TEMPO.CO, Jakarta - Duta Besar Myanmar untuk PBB, Kyaw Moe Tun, belum puas dengan banyaknya hukuman yang diterima junta militer. Dikutip dari kantor berita Reuters, ia meminta Kongres Amerika untuk menambah jumlah sanksi ke Junta Myanmar, terutama ke bisnis-bisnis yang menopang mereka.
Menurut Kyaw Moe Tun, salah satu sasaran empuk untuk menghukum Junta Myanmar adalah perusahan migas milik negara, Myanmar Oil and Gas Enterprise (MOGE). Selain perusahaan tersebut, Kyaw Moe Tun juga menyarankan sanksi untk bank sentral Myanmar, Myanmar Foreign Trade Bank (MFTB). Ia menyakini sanksi kepada keduanya akan berdampak langsung ke operasional junta.
"Saya ingin menegaskan lagi bahwa Myanmar tidak hanya mengalami kemunduran dalam hal demokrasi, tetapi situasi di sana juga berpotensi mengancam kestabilan serta kedamaian regional," ujar Kyaw Moe Tun, dalam pertemuannya dengan Komite Hubungan Luar Negeri Parlemen AS, soal alasannya mendorong sanksi tambahan, Rabu, 5 Mei 2021.
Sebagaimana diketahui, Amerika sudah menjatuhkan berbagai sanksi ke Myanmar sebelumnya. Sanksi itu tak hanya menyasar pejabat-pejabat Militer Myanmar, tetapi juga perusahaan-perusahaan afiliasinya. Adapun dengan sanksi tersebut, mereka tidak hanya dilarang masuk ke Amerika, tetapi juga asetnya dibekukan dan tak boleh melakukan transaksi ekonomi di AS.
Pengunjuk rasa anti kudeta membakar bendera Cina di Yangon, Myanmar 5 April 2021. [REUTERS / Stringer]
Dua entitas bisnis yang telah dikenai sanksi adalah Myanmar Holdings Public Company Limited (MEHL) dan Myanmar Economic Corporation Limted (MEC).
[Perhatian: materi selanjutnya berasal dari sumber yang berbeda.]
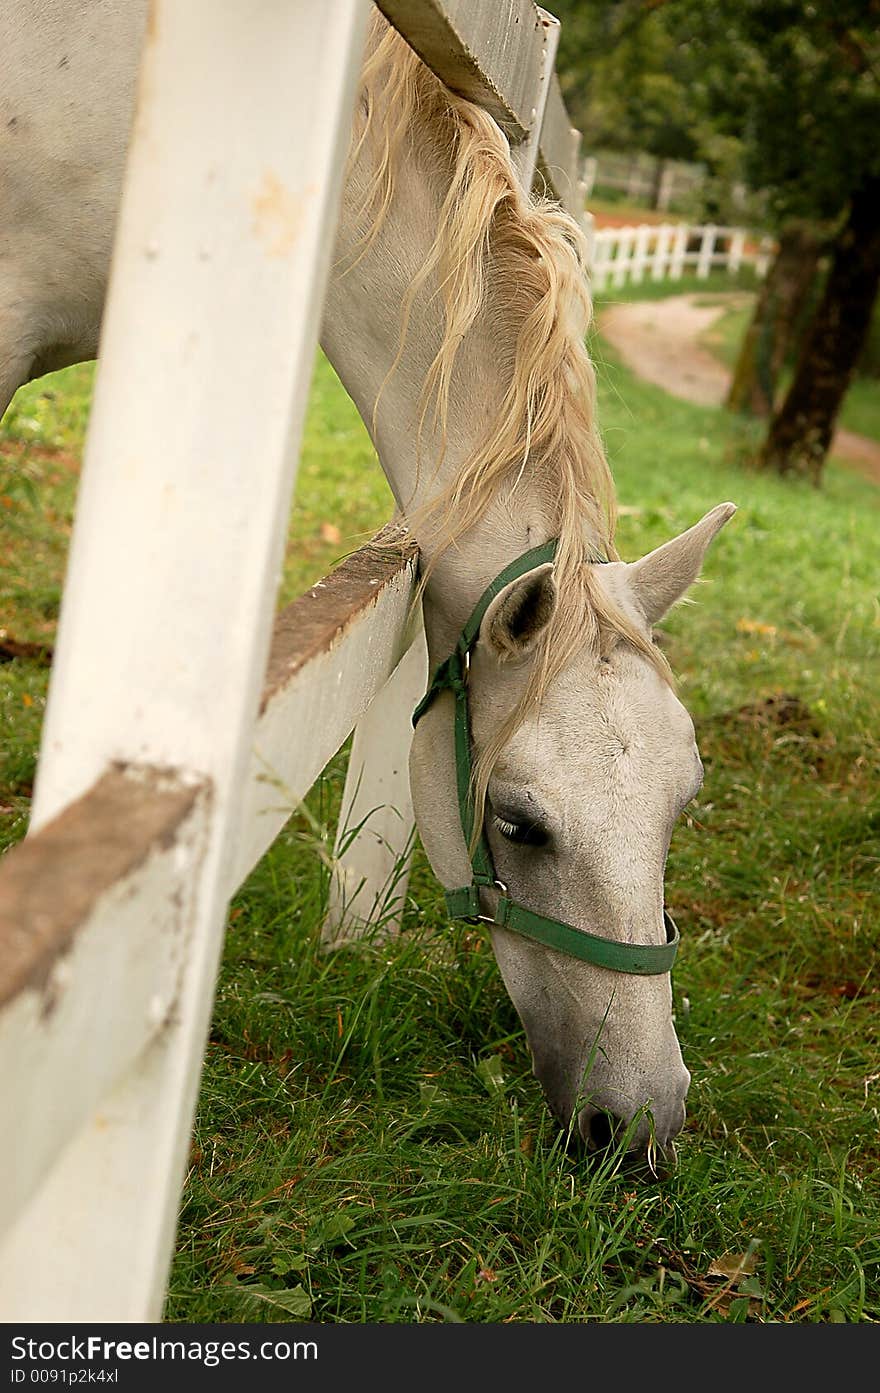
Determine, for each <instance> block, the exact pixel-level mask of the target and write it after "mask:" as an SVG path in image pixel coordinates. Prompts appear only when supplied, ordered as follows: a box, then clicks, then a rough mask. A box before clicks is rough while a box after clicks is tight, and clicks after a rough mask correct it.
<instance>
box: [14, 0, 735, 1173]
mask: <svg viewBox="0 0 880 1393" xmlns="http://www.w3.org/2000/svg"><path fill="white" fill-rule="evenodd" d="M145 8H146V6H145V0H39V3H38V0H7V3H6V4H4V6H3V10H1V11H0V63H1V65H3V81H0V411H4V410H6V407H7V405H8V401H10V400H11V396H13V394H14V391H15V390H17V387H18V386H21V383H24V382H26V380H29V379H32V378H36V376H40V375H42V373H45V372H49V371H52V369H56V368H60V366H63V365H65V364H71V362H77V361H82V359H88V358H92V357H95V355H96V352H97V344H99V329H100V320H102V311H103V302H104V294H106V284H107V270H109V262H110V254H111V242H113V233H114V220H116V212H117V203H118V196H120V188H121V180H123V171H124V159H125V148H127V137H128V127H129V120H131V111H132V103H134V92H135V84H136V71H138V60H139V50H141V42H142V36H143V24H145ZM583 251H585V248H583V238H582V234H581V231H579V228H578V226H576V224H575V221H574V220H572V219H571V217H568V216H567V215H565V213H564V212H563V210H561V209H560V208H558V206H557V205H554V203H550V202H544V201H532V199H529V198H528V196H526V195H525V194H524V192H522V191H521V188H519V184H518V180H517V176H515V171H514V167H512V164H511V157H510V149H508V143H507V141H505V138H504V135H503V132H501V131H500V128H498V127H497V124H496V123H494V121H493V120H492V118H490V117H489V116H487V114H486V113H485V111H482V110H480V109H479V107H476V106H475V104H472V103H469V102H466V100H464V99H461V98H458V96H454V95H453V93H450V92H448V91H447V89H446V88H444V86H443V85H441V84H440V82H439V81H437V79H436V78H434V77H433V74H432V72H430V71H429V70H427V68H426V67H425V65H423V64H422V63H421V61H419V60H418V59H416V57H415V54H414V53H412V52H411V50H409V47H408V46H407V45H405V43H404V42H402V40H401V39H400V38H398V36H397V35H395V32H394V31H391V29H390V28H388V26H387V25H386V24H384V21H382V20H380V18H379V17H376V18H375V22H373V26H372V31H370V38H369V42H368V52H366V59H365V67H363V78H362V89H361V100H359V103H358V109H356V114H355V127H354V132H352V146H351V156H349V166H348V176H347V182H345V191H344V199H343V209H341V217H340V224H338V234H337V248H336V258H334V269H333V273H331V280H330V287H329V294H327V299H326V311H324V323H323V334H322V344H323V347H324V350H326V352H327V355H329V358H330V361H331V362H333V365H334V368H336V371H337V372H338V375H340V378H341V380H343V383H344V384H345V387H347V390H348V393H349V394H351V397H352V400H354V401H355V404H356V405H358V408H359V412H361V415H362V417H363V421H365V422H366V425H368V429H369V430H370V433H372V437H373V442H375V444H376V450H377V453H379V458H380V461H382V467H383V469H384V472H386V475H387V478H388V481H390V485H391V488H393V490H394V495H395V499H397V501H398V504H400V508H401V511H402V514H404V515H405V518H407V521H408V525H409V529H411V532H412V534H414V536H415V539H416V540H418V545H419V549H421V559H422V574H423V586H425V588H423V609H425V627H426V635H427V645H429V655H430V662H432V667H433V669H439V667H441V664H444V662H446V660H447V657H448V655H451V653H453V652H454V649H455V648H457V644H458V641H459V635H461V632H462V630H464V628H465V625H466V624H468V620H469V618H471V617H472V618H473V625H475V630H473V632H472V634H471V635H469V642H468V645H465V646H466V657H464V656H462V669H461V671H462V673H464V680H465V681H466V694H465V708H462V703H461V699H459V698H461V697H462V691H464V687H462V684H461V683H459V685H458V698H457V697H455V684H454V683H453V690H447V687H446V685H444V684H443V681H440V683H439V684H437V685H436V688H434V690H433V698H434V699H430V701H429V702H427V703H426V708H425V710H423V715H422V719H419V722H418V726H416V730H415V736H414V742H412V755H411V781H412V793H414V802H415V814H416V822H418V827H419V833H421V837H422V843H423V846H425V850H426V854H427V857H429V859H430V864H432V866H433V869H434V872H436V875H437V878H439V879H440V882H441V883H443V885H444V886H446V887H447V889H448V890H450V892H453V898H454V896H455V894H459V896H464V900H461V898H459V901H457V903H458V904H462V903H464V901H465V900H466V908H468V912H472V914H475V915H476V914H479V915H480V917H483V918H485V919H486V921H487V922H490V924H492V931H490V932H492V942H493V947H494V953H496V957H497V963H498V967H500V971H501V974H503V978H504V982H505V986H507V990H508V992H510V996H511V999H512V1002H514V1004H515V1007H517V1010H518V1013H519V1017H521V1020H522V1022H524V1027H525V1031H526V1036H528V1042H529V1046H531V1052H532V1059H533V1067H535V1073H536V1075H537V1078H539V1080H540V1082H542V1085H543V1088H544V1092H546V1096H547V1099H549V1103H550V1106H551V1109H553V1112H554V1113H556V1116H557V1117H558V1119H560V1121H561V1123H563V1124H564V1126H574V1128H575V1130H576V1131H578V1133H579V1134H581V1137H582V1138H583V1139H585V1141H586V1144H588V1146H590V1148H596V1146H602V1145H604V1144H607V1142H608V1141H610V1139H611V1138H614V1137H617V1135H618V1134H620V1133H621V1131H622V1130H625V1133H627V1142H628V1146H629V1149H631V1151H632V1152H635V1153H645V1152H646V1151H649V1152H652V1151H654V1149H659V1151H663V1149H664V1148H666V1146H667V1145H668V1144H670V1142H671V1141H673V1138H674V1137H675V1135H677V1133H678V1131H679V1128H681V1126H682V1121H684V1116H685V1095H686V1091H688V1085H689V1074H688V1070H686V1068H685V1066H684V1061H682V1057H681V1050H679V1046H678V1041H677V1036H675V1029H674V1024H673V1013H671V985H670V974H668V957H666V956H664V953H666V950H664V944H666V943H667V937H668V926H667V919H666V915H664V893H663V880H664V868H666V858H667V850H668V844H670V837H671V832H673V826H674V823H675V819H677V818H678V815H679V814H681V811H682V808H684V807H685V804H686V802H688V801H689V800H691V798H692V797H693V795H695V793H696V791H698V788H699V786H700V779H702V768H700V761H699V755H698V749H696V744H695V737H693V726H692V723H691V719H689V716H688V713H686V712H685V709H684V706H682V705H681V703H679V701H678V699H677V697H675V694H674V690H673V683H671V678H670V673H668V670H667V667H666V663H664V659H663V656H661V655H660V652H659V649H657V648H656V645H654V644H653V642H652V625H653V624H654V623H656V621H657V620H660V618H661V616H663V614H664V613H666V612H667V610H668V609H670V606H671V605H674V603H675V602H677V600H678V599H679V598H681V596H682V595H684V592H685V591H686V589H688V586H689V585H691V584H692V582H693V581H695V578H696V577H698V574H699V570H700V566H702V561H703V556H705V552H706V547H707V546H709V543H710V542H712V539H713V538H714V535H716V532H717V531H718V529H720V528H721V525H723V524H724V522H725V521H727V520H728V518H730V517H731V514H732V513H734V506H732V504H730V503H723V504H718V506H717V507H714V508H713V510H712V511H710V513H707V514H706V517H703V520H702V521H699V522H698V524H696V525H695V527H692V528H691V529H689V531H686V532H684V534H682V535H681V536H678V538H674V539H673V540H670V542H667V543H666V545H664V546H661V547H660V549H659V550H656V552H653V553H650V554H649V556H646V557H642V559H641V560H636V561H635V563H631V564H625V563H622V561H621V560H618V557H617V553H615V550H614V540H613V536H614V489H613V483H611V479H610V474H608V469H607V465H606V461H604V456H603V450H602V443H600V437H599V435H597V429H596V421H595V379H593V369H592V365H590V361H589V357H588V352H586V348H585V332H586V329H588V325H589V313H590V302H589V293H588V281H586V274H585V262H583ZM550 542H554V543H556V545H554V546H553V549H551V550H550V549H544V550H543V552H537V560H536V561H535V564H529V553H532V552H533V550H535V549H540V547H544V543H550ZM524 556H525V557H526V561H525V563H519V561H518V559H521V557H524ZM599 563H604V564H599ZM511 564H512V573H511V571H508V577H511V578H508V579H507V584H504V585H503V586H500V589H498V591H497V593H494V592H493V593H490V595H489V596H486V598H485V599H483V600H482V602H480V596H483V595H485V592H486V588H487V586H490V584H492V582H493V581H494V579H496V577H498V575H500V574H501V573H504V571H505V568H507V567H510V566H511ZM524 567H525V568H524ZM518 573H522V574H518ZM459 648H461V645H459ZM461 651H462V653H464V648H461ZM468 664H469V670H468V671H465V669H468ZM443 670H444V671H446V673H447V676H448V669H446V667H444V669H443ZM447 685H448V684H447ZM461 709H465V730H466V736H465V744H466V745H468V747H469V748H468V749H466V761H468V762H466V769H465V775H464V783H462V772H461V768H459V766H461V758H459V759H458V762H457V752H455V748H457V747H455V738H457V734H455V724H454V722H455V710H459V712H461ZM458 738H461V733H459V736H458ZM459 755H461V751H459ZM462 790H464V791H462ZM471 829H472V832H473V834H472V837H471V839H468V836H466V832H468V830H471ZM480 834H482V836H480ZM480 857H482V858H483V859H482V862H480V859H479V858H480ZM479 865H482V866H483V871H485V869H486V866H489V868H490V869H489V873H483V875H482V878H480V876H479V875H476V869H479ZM457 887H465V890H461V889H457ZM504 905H512V910H518V911H519V918H518V919H517V917H515V915H514V914H508V911H507V910H504ZM539 921H540V922H539ZM540 924H543V925H547V924H549V925H550V929H551V932H550V936H549V937H547V932H544V931H542V932H543V939H542V933H537V932H529V931H528V929H529V925H531V926H532V928H533V926H535V925H539V928H540ZM554 926H556V928H554ZM557 929H558V931H560V932H561V931H563V929H564V931H565V932H567V935H568V939H567V942H569V940H571V936H572V935H581V937H579V939H578V940H576V942H578V943H579V942H582V940H583V942H586V940H588V939H590V937H592V939H597V940H602V942H603V943H604V944H606V947H604V949H603V947H602V943H600V947H599V958H597V960H596V958H595V957H590V954H582V953H579V951H576V953H575V954H569V951H568V949H565V947H563V949H560V947H558V946H554V944H556V937H554V933H556V931H557ZM608 944H611V946H613V949H611V957H613V965H602V964H603V963H604V961H606V958H603V953H606V950H607V946H608ZM634 947H638V949H639V951H642V950H643V949H647V950H649V954H647V956H649V957H650V954H652V953H653V954H654V957H653V958H652V963H653V964H654V965H653V967H647V968H645V967H642V968H632V967H628V965H625V964H627V963H629V961H631V960H632V954H631V953H629V950H631V949H634ZM673 951H674V949H673ZM614 954H617V957H614ZM628 954H629V956H628ZM606 956H607V953H606ZM636 956H638V954H636ZM643 957H645V954H643ZM608 961H611V958H608ZM621 964H622V965H621Z"/></svg>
Kedua konglomerasi adalah afiliasi dari Militer Myanmar sekaligus salah satu sumber pendapatan terbesar mereka. Mereka bergerak di industri telekomunikasi, bir, rokok, ban, pertambangan, serta real estate. Tidak berlebihan mengatakan mereka mengontrol sektor strategis Myanmar.
Sektor Migas dan Perbankan tidak masuk ke dalam bisnis keduanya. Hal itulah yang membuat Kyaw Moe Tun mendesak adanya sanksi ke sana untuk meningkatkan tekanan ke junta. MOGE diketahui beroperasi di lokasi pengeboran minyak lepas laut yang dioperasikan bersama Chevron (Amerika) dan Total (Prancis). Sementara itu, MFTB mengatur transaksi dengan mata uang asing untuk Pemerintah Myanmar.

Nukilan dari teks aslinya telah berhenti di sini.